Even in English "love your wife", "love your neighbour" and "love your dog" use a single word to identify a kind of affection which is unlikely to be the same in each case. Yes, I already heard that. The English word "love" covers a number of loosely analogous realities. The French word "aimer" covers a slightly largely number. French-speakers, like English-speakers, rely on intonation, body language, metaphors, variations and context to make it clear which kind of _aimer_ they mean. They have no difficulty communicating the message "I love you" without ambiguity. It's "Je t'*AIME !*" Well, I'm really glad to hear this! But the problem still, when you are writing on a computer, no voice, no face, no body to help you and to translate some feelings in another language, sometimes, it's pretty hard. Oh well! our different language ; )
I thank you all for your respond.


----------



## Suehil

In English the word 'love' can be used just as widely as in French:  "I simply love chocolate", "I love it when it's sunny", "I love to go for long walks", "I love nature", "I love the way you say that" 
And still "I love you" means the same thing as "Je t'aime"


----------



## nichec

Trisia said:


> Hmmm, I always made the distinction between "je t'aime bien" - _I like you_ and "je t'aime" - _I love you_. I might be wrong, but that's the way I've been seeing it for a long time


 
This is the same as "Je t'aime beaucoup".

Another one, I don't think you say "Je te vraiment aime" to people other than your lovers, right?


----------



## Trisia

I don't know about lovers, but I'd use it in other contexts, too:

"Je t'aime vraiment, maman!" - she just gave me permission to go on a field trip.

"Je t'aime vraiment, t'est la meilleure" - to my best friend that just graduated top of her class.

"Je t'aime vraiment, tu le sais" - to a friend that's depressed.

"Je t'aime vraiment, Nichec. Tes messages sont super!"

The list can go on


----------



## Leolita

Hello

What about "adorer"
J'adore le chocolat, j'adore le foot etc.. pour like?


----------



## Outsider

« Adorer » se traduit meilleur comme _to love_, puisque c'est plus intense qu'un simple « aimer ».


----------



## marget

Outsider said:


> « Adorer » se traduit meilleur comme _to love_, puisque c'est plus intense qu'un simple « aimer ».


 
Est-ce que cela veut dire que je t'adore est, en effet, plus intense que je t'aime?


----------



## Outsider

Ça dépend. En général, oui. Mais si l'on parle d'amour, alors « Je t'aime » est plus intense que « Je t'adore », je crois.


----------



## Crescent

En fait, je dois avouer que cela me fait très bizarre aussi, que ''adorer'' est pus intense avec les objets, les choses inanimes, qu'avec les gens!  Je n'ai jamais compris pourquoi, mais je sais que dire 'Je t'aime'' est plus intense que 'Je t'adore'', car ''adorer' dans ce cas-ci est presque comme..quelque chose de mignon, de doux, mais pas un 'feu ardent' qu'on éprouve souvent en aimant, si j'ai bien compris.


----------



## Cyrrus

Outsider said:


> Ça dépend. En général, oui. Mais si l'on parle d'amour, alors « Je t'aime » est plus intense que « Je t'adore », je crois.

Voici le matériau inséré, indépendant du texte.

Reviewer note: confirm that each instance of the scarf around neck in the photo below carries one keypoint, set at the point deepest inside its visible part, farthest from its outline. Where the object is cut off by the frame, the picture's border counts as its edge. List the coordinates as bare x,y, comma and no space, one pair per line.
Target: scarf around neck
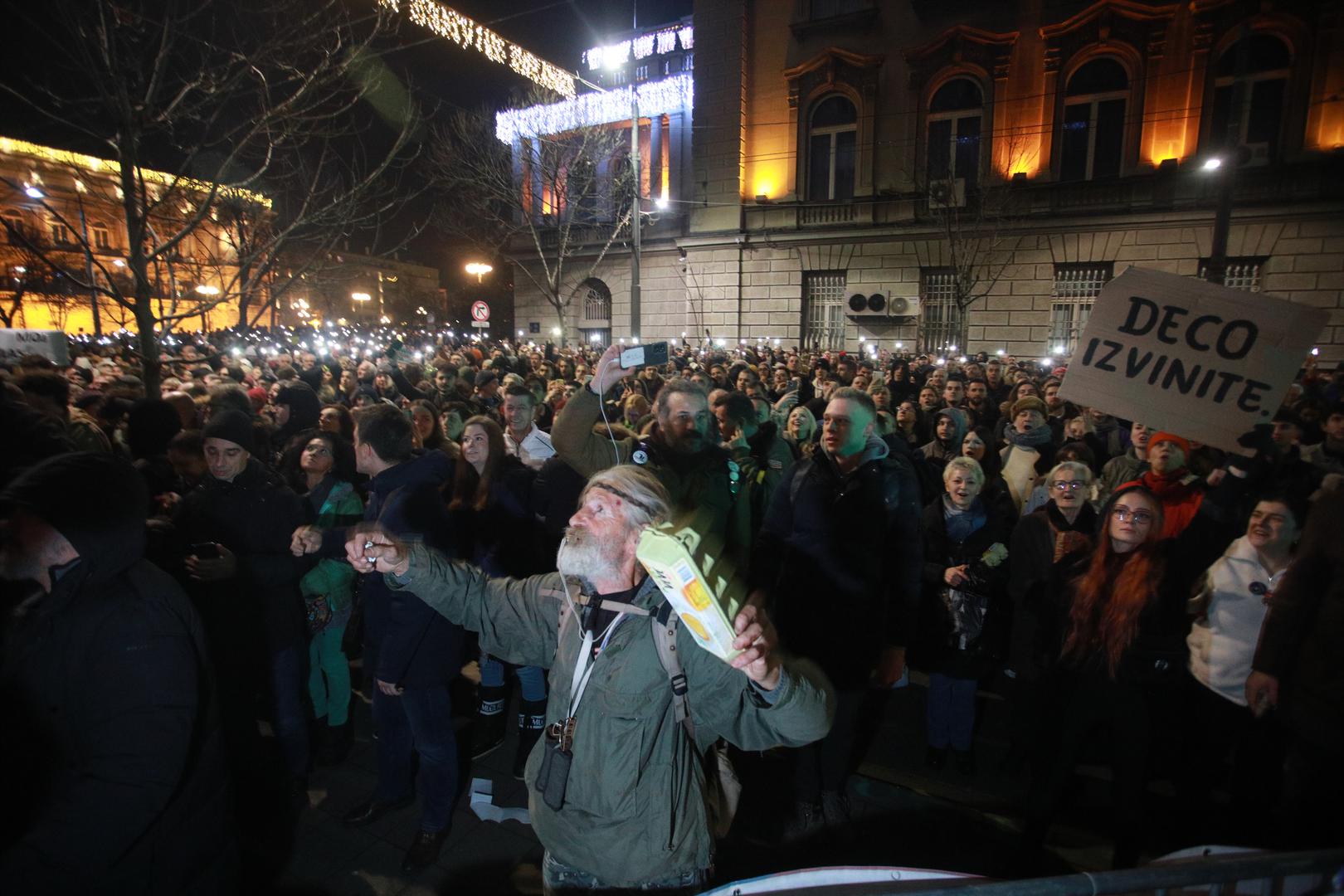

D'accord aussi. "Je t'adore" ça se dit d'un ton un peu rieur et parfois même désinvolte. 
Ça le fait pas des masses quand il s'agit de déclarer sa flamme.


----------



## Little Cookie

Je suis entièrement d'accord avec toi Outsider en ce qui concerne "friend" et bien sûr sur le mot "adorer" que nous utilisons malheureusement à toutes les sauces, un peu comme "aimer".
Lorsqu'on aime réellement une personne, on lui dit "je t'aime" sans ajouter quoi que ce soit. C'est ce qu'il y a de plus fort et de plus intense.
Mais heureusement que l'amour ne se limite pas qu'à un seul mot, se serait bien triste. Merci infiniment pour toutes vos réponses


----------



## DerDrache

*I like you vs I love you*

What would be the best translations of each of these? I've always thought that it was "je t'aime" for both, but that you'd be able to tell the difference from context. Is that right, or...no?


----------



## weepingwillow29

so i have no clue how to differentiate between 
"i like you" - as a friend
"i really like you"- as more than a friend
"i love you/ i am in love with you" - romantically
"i love you"- family/friends

I have read some other threads yet am still confused after them all. Could anyone clarify please?


----------



## Xavier11222

Do you mean in French? What French expressions are you refering to?


----------



## weepingwillow29

Yes, in French. Sorry that was not clear.

"je t'adore" is this stronger than je t'aime? i read much debate.
"je t'aime" romantically yes?
"je t'aime bien" is this for family and friends?
"je te kiffe" i have a crush on you, correct?
how would you say that you liked really liked someone, not as strongly as love but more than a friend??


----------



## Xavier11222

All correct. 

[Earlier in this thread] "je t'aime beaucoup" is compared to "I like you a whole lot", which is stronger than "I like you" but not as scarily committing as the L word. Maybe that's what you're looking for.


----------



## verbivore

For "to have a crush on s.o.", the list is, well, "as long as my arm."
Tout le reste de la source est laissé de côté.